This blog post is dedicated to Ricky Van Veen, since we both share an appreciation for vintage quality capitalism.

Here’s a transcript for an old radio advertisement for the sale of Red, White and Blue Beer. It was printed in the book Ogilvy on Advertising because it increased the beer company’s sales by 60 per cent.

ANNOUNCER: And now, another inflation-fighting message from Mr Harmon R. Whittle.

WHITTLE: One of the biggest strains on our budget is the foreign aid program. Each year, we send billions of dollars worth of planes, computers, tractors and things to foreign countries… Then we pay technical advisers to train them how to use it all. This is expensive.

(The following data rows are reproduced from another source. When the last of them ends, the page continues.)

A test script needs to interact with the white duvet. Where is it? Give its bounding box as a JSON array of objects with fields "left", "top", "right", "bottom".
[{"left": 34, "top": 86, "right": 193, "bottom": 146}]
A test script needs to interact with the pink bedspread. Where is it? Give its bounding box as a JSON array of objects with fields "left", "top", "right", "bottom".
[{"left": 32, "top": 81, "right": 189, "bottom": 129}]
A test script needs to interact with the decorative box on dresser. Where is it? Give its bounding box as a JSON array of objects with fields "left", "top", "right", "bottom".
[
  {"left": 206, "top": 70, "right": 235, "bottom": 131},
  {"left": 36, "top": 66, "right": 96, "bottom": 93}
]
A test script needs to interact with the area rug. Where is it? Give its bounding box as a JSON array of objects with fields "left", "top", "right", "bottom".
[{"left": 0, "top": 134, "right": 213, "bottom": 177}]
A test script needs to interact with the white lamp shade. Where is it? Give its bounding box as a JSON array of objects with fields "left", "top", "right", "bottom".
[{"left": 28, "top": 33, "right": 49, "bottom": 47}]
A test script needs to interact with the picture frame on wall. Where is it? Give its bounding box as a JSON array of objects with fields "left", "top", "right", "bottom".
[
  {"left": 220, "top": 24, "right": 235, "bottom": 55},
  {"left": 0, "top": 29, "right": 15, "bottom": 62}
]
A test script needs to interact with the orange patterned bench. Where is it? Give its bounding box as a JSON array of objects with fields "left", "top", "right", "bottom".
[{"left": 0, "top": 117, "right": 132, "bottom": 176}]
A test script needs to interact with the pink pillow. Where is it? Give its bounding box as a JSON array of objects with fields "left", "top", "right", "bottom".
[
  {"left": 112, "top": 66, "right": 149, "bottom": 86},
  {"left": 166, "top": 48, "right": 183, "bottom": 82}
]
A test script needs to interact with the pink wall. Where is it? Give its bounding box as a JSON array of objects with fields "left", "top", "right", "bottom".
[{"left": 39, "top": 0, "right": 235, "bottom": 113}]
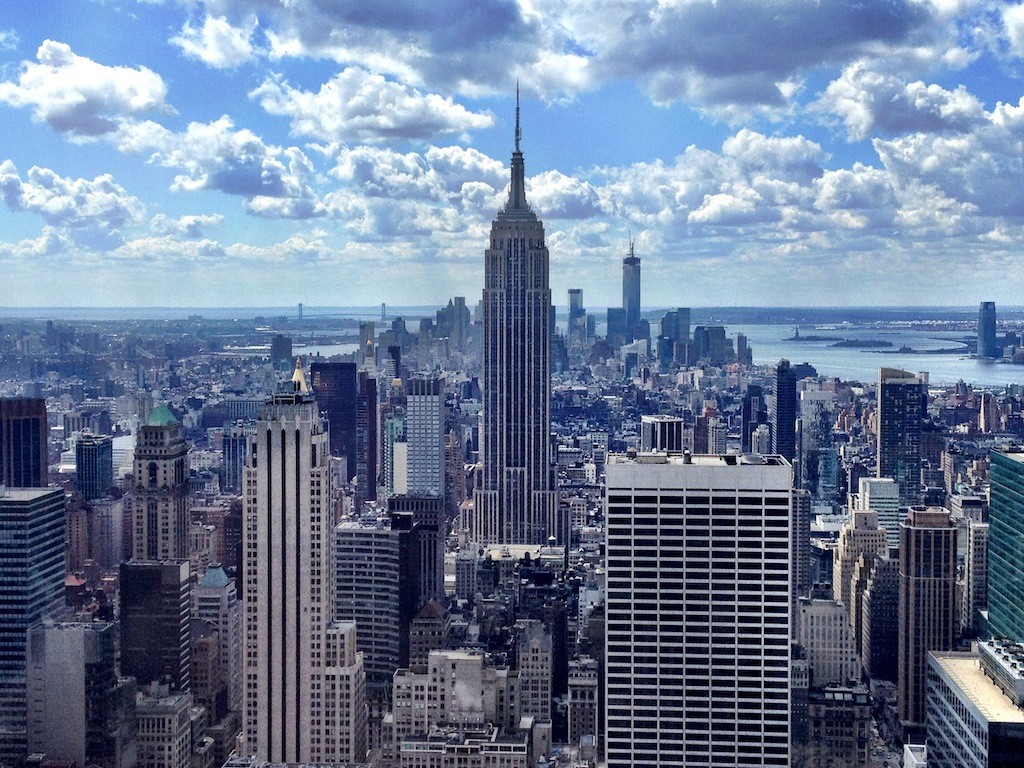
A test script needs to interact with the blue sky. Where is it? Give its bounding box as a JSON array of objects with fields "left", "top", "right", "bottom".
[{"left": 0, "top": 0, "right": 1024, "bottom": 306}]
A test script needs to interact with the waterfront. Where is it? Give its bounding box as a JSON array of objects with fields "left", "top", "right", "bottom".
[{"left": 726, "top": 325, "right": 1024, "bottom": 387}]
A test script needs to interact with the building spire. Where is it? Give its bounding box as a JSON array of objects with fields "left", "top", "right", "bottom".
[
  {"left": 515, "top": 80, "right": 522, "bottom": 152},
  {"left": 505, "top": 85, "right": 529, "bottom": 212},
  {"left": 292, "top": 357, "right": 309, "bottom": 394}
]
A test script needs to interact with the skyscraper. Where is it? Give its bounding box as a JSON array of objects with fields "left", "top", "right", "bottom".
[
  {"left": 896, "top": 507, "right": 956, "bottom": 733},
  {"left": 978, "top": 301, "right": 998, "bottom": 357},
  {"left": 988, "top": 451, "right": 1024, "bottom": 643},
  {"left": 771, "top": 359, "right": 797, "bottom": 462},
  {"left": 309, "top": 362, "right": 355, "bottom": 480},
  {"left": 406, "top": 377, "right": 444, "bottom": 499},
  {"left": 356, "top": 371, "right": 377, "bottom": 509},
  {"left": 469, "top": 97, "right": 568, "bottom": 544},
  {"left": 193, "top": 565, "right": 242, "bottom": 712},
  {"left": 75, "top": 434, "right": 114, "bottom": 501},
  {"left": 0, "top": 488, "right": 65, "bottom": 765},
  {"left": 739, "top": 384, "right": 768, "bottom": 454},
  {"left": 120, "top": 560, "right": 191, "bottom": 691},
  {"left": 221, "top": 421, "right": 253, "bottom": 494},
  {"left": 28, "top": 622, "right": 135, "bottom": 768},
  {"left": 132, "top": 403, "right": 190, "bottom": 561},
  {"left": 623, "top": 240, "right": 640, "bottom": 338},
  {"left": 0, "top": 397, "right": 47, "bottom": 488},
  {"left": 605, "top": 454, "right": 793, "bottom": 768},
  {"left": 243, "top": 365, "right": 366, "bottom": 763},
  {"left": 876, "top": 368, "right": 924, "bottom": 507},
  {"left": 334, "top": 515, "right": 419, "bottom": 744}
]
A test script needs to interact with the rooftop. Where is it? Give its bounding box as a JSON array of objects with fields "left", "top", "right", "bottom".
[
  {"left": 608, "top": 453, "right": 787, "bottom": 467},
  {"left": 145, "top": 402, "right": 181, "bottom": 427},
  {"left": 929, "top": 651, "right": 1024, "bottom": 723}
]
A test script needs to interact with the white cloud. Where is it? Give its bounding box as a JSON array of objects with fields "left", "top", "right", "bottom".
[
  {"left": 250, "top": 67, "right": 495, "bottom": 141},
  {"left": 873, "top": 98, "right": 1024, "bottom": 217},
  {"left": 1002, "top": 3, "right": 1024, "bottom": 57},
  {"left": 0, "top": 30, "right": 19, "bottom": 50},
  {"left": 0, "top": 40, "right": 169, "bottom": 138},
  {"left": 117, "top": 115, "right": 323, "bottom": 218},
  {"left": 815, "top": 61, "right": 985, "bottom": 140},
  {"left": 526, "top": 171, "right": 602, "bottom": 219},
  {"left": 0, "top": 160, "right": 143, "bottom": 232},
  {"left": 170, "top": 15, "right": 256, "bottom": 70},
  {"left": 112, "top": 234, "right": 226, "bottom": 267},
  {"left": 150, "top": 213, "right": 224, "bottom": 240}
]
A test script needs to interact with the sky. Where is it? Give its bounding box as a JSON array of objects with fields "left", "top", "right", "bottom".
[{"left": 0, "top": 0, "right": 1024, "bottom": 307}]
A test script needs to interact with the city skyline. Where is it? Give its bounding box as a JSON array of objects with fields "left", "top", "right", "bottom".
[{"left": 0, "top": 0, "right": 1024, "bottom": 306}]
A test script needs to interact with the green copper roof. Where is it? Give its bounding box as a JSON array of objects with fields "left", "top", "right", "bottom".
[
  {"left": 199, "top": 565, "right": 231, "bottom": 589},
  {"left": 145, "top": 402, "right": 181, "bottom": 427}
]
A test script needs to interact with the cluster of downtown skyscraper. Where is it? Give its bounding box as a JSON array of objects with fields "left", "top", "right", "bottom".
[{"left": 0, "top": 109, "right": 1024, "bottom": 768}]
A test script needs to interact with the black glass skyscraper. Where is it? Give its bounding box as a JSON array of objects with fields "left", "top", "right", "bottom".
[
  {"left": 876, "top": 368, "right": 924, "bottom": 507},
  {"left": 771, "top": 359, "right": 797, "bottom": 461},
  {"left": 0, "top": 397, "right": 47, "bottom": 488},
  {"left": 309, "top": 362, "right": 356, "bottom": 479},
  {"left": 978, "top": 301, "right": 998, "bottom": 357}
]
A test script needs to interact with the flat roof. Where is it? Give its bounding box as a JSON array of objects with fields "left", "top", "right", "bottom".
[
  {"left": 0, "top": 485, "right": 63, "bottom": 502},
  {"left": 929, "top": 650, "right": 1024, "bottom": 723},
  {"left": 607, "top": 452, "right": 790, "bottom": 467}
]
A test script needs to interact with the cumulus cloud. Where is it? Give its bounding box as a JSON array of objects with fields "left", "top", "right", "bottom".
[
  {"left": 170, "top": 15, "right": 256, "bottom": 70},
  {"left": 0, "top": 30, "right": 19, "bottom": 50},
  {"left": 150, "top": 213, "right": 224, "bottom": 240},
  {"left": 249, "top": 67, "right": 495, "bottom": 141},
  {"left": 117, "top": 116, "right": 323, "bottom": 218},
  {"left": 815, "top": 62, "right": 985, "bottom": 140},
  {"left": 597, "top": 0, "right": 929, "bottom": 106},
  {"left": 0, "top": 160, "right": 143, "bottom": 232},
  {"left": 526, "top": 171, "right": 602, "bottom": 219},
  {"left": 873, "top": 98, "right": 1024, "bottom": 216},
  {"left": 112, "top": 234, "right": 225, "bottom": 266},
  {"left": 0, "top": 40, "right": 168, "bottom": 138},
  {"left": 1002, "top": 3, "right": 1024, "bottom": 57}
]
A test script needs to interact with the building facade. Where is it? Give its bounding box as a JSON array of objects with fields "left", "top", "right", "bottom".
[
  {"left": 28, "top": 622, "right": 136, "bottom": 768},
  {"left": 75, "top": 434, "right": 114, "bottom": 501},
  {"left": 243, "top": 366, "right": 366, "bottom": 763},
  {"left": 988, "top": 451, "right": 1024, "bottom": 642},
  {"left": 896, "top": 507, "right": 956, "bottom": 733},
  {"left": 132, "top": 403, "right": 191, "bottom": 561},
  {"left": 605, "top": 454, "right": 793, "bottom": 768},
  {"left": 469, "top": 108, "right": 568, "bottom": 544},
  {"left": 876, "top": 368, "right": 924, "bottom": 507},
  {"left": 927, "top": 641, "right": 1024, "bottom": 768},
  {"left": 120, "top": 560, "right": 191, "bottom": 692},
  {"left": 0, "top": 488, "right": 65, "bottom": 765},
  {"left": 0, "top": 397, "right": 49, "bottom": 488},
  {"left": 771, "top": 359, "right": 797, "bottom": 462}
]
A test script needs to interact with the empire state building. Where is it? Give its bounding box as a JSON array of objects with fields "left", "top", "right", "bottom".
[{"left": 467, "top": 95, "right": 568, "bottom": 544}]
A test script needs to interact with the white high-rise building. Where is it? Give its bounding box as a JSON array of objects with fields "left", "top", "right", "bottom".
[
  {"left": 798, "top": 597, "right": 860, "bottom": 688},
  {"left": 833, "top": 509, "right": 889, "bottom": 610},
  {"left": 243, "top": 365, "right": 367, "bottom": 763},
  {"left": 193, "top": 565, "right": 242, "bottom": 712},
  {"left": 854, "top": 477, "right": 906, "bottom": 551},
  {"left": 406, "top": 379, "right": 444, "bottom": 498},
  {"left": 132, "top": 403, "right": 191, "bottom": 561},
  {"left": 605, "top": 454, "right": 793, "bottom": 768}
]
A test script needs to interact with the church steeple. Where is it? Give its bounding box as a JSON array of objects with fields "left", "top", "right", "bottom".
[{"left": 505, "top": 83, "right": 529, "bottom": 212}]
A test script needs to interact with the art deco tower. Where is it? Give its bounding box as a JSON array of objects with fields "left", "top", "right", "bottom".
[
  {"left": 243, "top": 364, "right": 367, "bottom": 763},
  {"left": 468, "top": 93, "right": 567, "bottom": 544}
]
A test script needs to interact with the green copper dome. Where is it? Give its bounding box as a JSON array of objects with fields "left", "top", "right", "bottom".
[{"left": 145, "top": 402, "right": 181, "bottom": 427}]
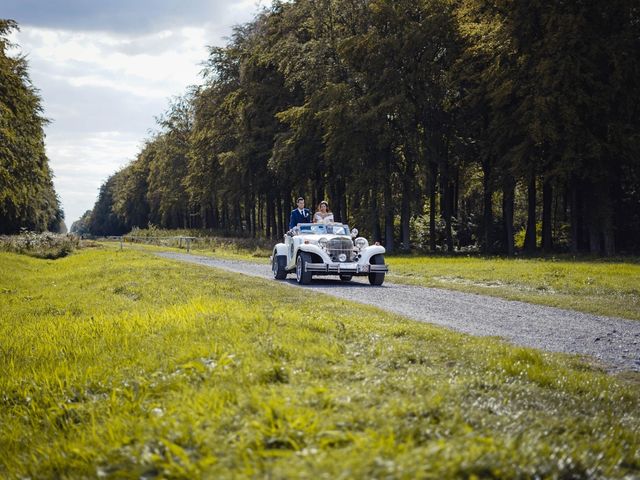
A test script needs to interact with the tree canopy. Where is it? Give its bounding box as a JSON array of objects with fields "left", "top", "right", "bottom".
[
  {"left": 0, "top": 19, "right": 64, "bottom": 234},
  {"left": 90, "top": 0, "right": 640, "bottom": 254}
]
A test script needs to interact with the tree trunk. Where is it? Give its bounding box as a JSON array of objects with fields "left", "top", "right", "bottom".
[
  {"left": 502, "top": 175, "right": 516, "bottom": 256},
  {"left": 275, "top": 194, "right": 282, "bottom": 238},
  {"left": 542, "top": 178, "right": 553, "bottom": 253},
  {"left": 429, "top": 162, "right": 438, "bottom": 252},
  {"left": 569, "top": 179, "right": 580, "bottom": 254},
  {"left": 524, "top": 172, "right": 537, "bottom": 253},
  {"left": 482, "top": 161, "right": 493, "bottom": 253},
  {"left": 369, "top": 190, "right": 382, "bottom": 242},
  {"left": 400, "top": 177, "right": 411, "bottom": 252},
  {"left": 384, "top": 177, "right": 394, "bottom": 253}
]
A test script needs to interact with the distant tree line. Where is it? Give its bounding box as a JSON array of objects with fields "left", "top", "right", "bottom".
[
  {"left": 0, "top": 19, "right": 66, "bottom": 234},
  {"left": 85, "top": 0, "right": 640, "bottom": 255}
]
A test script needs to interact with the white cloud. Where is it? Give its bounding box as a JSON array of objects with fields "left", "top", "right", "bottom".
[{"left": 4, "top": 0, "right": 260, "bottom": 226}]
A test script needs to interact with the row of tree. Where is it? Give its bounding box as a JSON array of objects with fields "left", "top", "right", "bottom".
[
  {"left": 83, "top": 0, "right": 640, "bottom": 254},
  {"left": 0, "top": 19, "right": 66, "bottom": 234}
]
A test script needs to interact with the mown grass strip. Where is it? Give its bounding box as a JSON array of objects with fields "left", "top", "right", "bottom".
[
  {"left": 114, "top": 240, "right": 640, "bottom": 320},
  {"left": 0, "top": 249, "right": 640, "bottom": 478}
]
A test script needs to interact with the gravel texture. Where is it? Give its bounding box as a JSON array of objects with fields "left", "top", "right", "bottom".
[{"left": 158, "top": 252, "right": 640, "bottom": 371}]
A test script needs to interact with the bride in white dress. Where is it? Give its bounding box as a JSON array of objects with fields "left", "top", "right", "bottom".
[{"left": 313, "top": 200, "right": 334, "bottom": 223}]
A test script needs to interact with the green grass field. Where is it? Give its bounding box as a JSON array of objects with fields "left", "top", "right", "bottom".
[
  {"left": 119, "top": 241, "right": 640, "bottom": 320},
  {"left": 0, "top": 248, "right": 640, "bottom": 479}
]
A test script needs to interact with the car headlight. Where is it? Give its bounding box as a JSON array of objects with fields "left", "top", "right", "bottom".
[{"left": 355, "top": 237, "right": 369, "bottom": 250}]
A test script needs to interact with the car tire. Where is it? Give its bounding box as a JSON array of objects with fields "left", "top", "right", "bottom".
[
  {"left": 271, "top": 252, "right": 287, "bottom": 280},
  {"left": 369, "top": 254, "right": 384, "bottom": 285},
  {"left": 296, "top": 252, "right": 313, "bottom": 285}
]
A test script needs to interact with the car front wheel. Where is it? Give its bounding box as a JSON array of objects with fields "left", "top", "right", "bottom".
[
  {"left": 271, "top": 253, "right": 287, "bottom": 280},
  {"left": 369, "top": 254, "right": 384, "bottom": 285},
  {"left": 296, "top": 252, "right": 312, "bottom": 285}
]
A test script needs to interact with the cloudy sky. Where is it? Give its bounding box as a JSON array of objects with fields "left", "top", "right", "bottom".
[{"left": 0, "top": 0, "right": 267, "bottom": 227}]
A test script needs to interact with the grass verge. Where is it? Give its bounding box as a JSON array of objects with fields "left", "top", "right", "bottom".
[
  {"left": 0, "top": 249, "right": 640, "bottom": 478},
  {"left": 114, "top": 242, "right": 640, "bottom": 320}
]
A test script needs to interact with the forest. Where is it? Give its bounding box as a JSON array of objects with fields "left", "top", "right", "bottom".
[
  {"left": 75, "top": 0, "right": 640, "bottom": 255},
  {"left": 0, "top": 19, "right": 66, "bottom": 234}
]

A more responsive form of foreign aid would be to send them beer. American-made Red, White and Blue beer.

Red, White and Blue is less expensive than planes or computers. So we’d save a bundle, right off. It costs less than other premium-quality beer, so we’d save on that. And Red, White and Blue is easier to teach people to use than a computer. So we’d save on technical advisers, too.

And if there’s any doubt whether our international popularity would increase, ask yourself this: if you lived in one of those hot, dustry countries, what would you rather have? A computer, or an ice-cold, Red, White and Blue? It’s an honest beer. At an honest price.

ANNOUNCER: Mr Whittle’s comments do not necessarily reflect the views of this station. They do however, reflect the views of the RWB Brewing Company, Milwaukee.

It’s an old book that discusses TV as a relatively new marketing phenomenon. I wonder what year this ad was written?